Follow-up and treatment response assessment
The beginning of the follow-up period was defined as the last date of CCRT treatment. During the follow-up period, patients underwent a chest CT scan every 3 months, an upper digestive tract endoscopy and an abdominal ultrasonography every 6 months for 2 years after CCRT, and a subsequent chest CT scan, an endoscopy, and an abdominal ultrasonography every 6 months thereafter. Bone scans were performed when patients were suspected to have bone metastases. The rates and time to treatment response or distant metastasis, duration of OS and local relapse were recorded.
MDC leakage evaluation and/or endoscopy were performed every 2–3 weeks from the diagnosis of malignant fistulae until 4 weeks after fistula closure.
Tumor response evaluations were performed 1–3 months after CCRT according to response evaluation criteria in solid tumors (RECIST) definitions. For the primary tumors, the responses include complete response (CR), partial response (PR), progressive disease (PD), and stable disease (SD) [15, 19]. Multiple failures comprised both local and distant failures after CCRT. Acute toxicity was graded using the National Cancer Institute Common Toxicity Criteria (version 4.0).

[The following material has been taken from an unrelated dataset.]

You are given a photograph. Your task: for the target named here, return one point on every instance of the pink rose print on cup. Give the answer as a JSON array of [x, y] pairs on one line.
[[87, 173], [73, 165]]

The study endpoint was OS, which was calculated as the time from the last date of radiotherapy to the date of death from any cause or to the date of the last visit before September 30, 2013. Continuous variables, such as age, hemoglobin level, serum albumin level, and radiation dose, were normalized as the sample median and then analyzed as nominal categorical variables. Each variable was assessed first in univariate analysis, and variables that reached a P value of less than 0.05 were further evaluated in multivariate analysis. Survival curves were plotted using the Kaplan–Meier method. We fitted the proportional hazards model using Cox regression. After testing for variable interactions, a forward stepwise elimination procedure was used to determine the best-fitting model. In the multivariate analysis, P values less than 0.05 were considered statistically significant. All statistical analyses were performed using SPSS 19.0 software (IBM, Chicago, IL, USA).
Our thoracic multi-disciplinary team discussed the treatment of all patients. Written informed consent was not obtained; instead, all clinical records were anonymized and de-identified prior to analysis. The entire study was approved by the Ethics Committee of Sun Yat-sen University Cancer Center.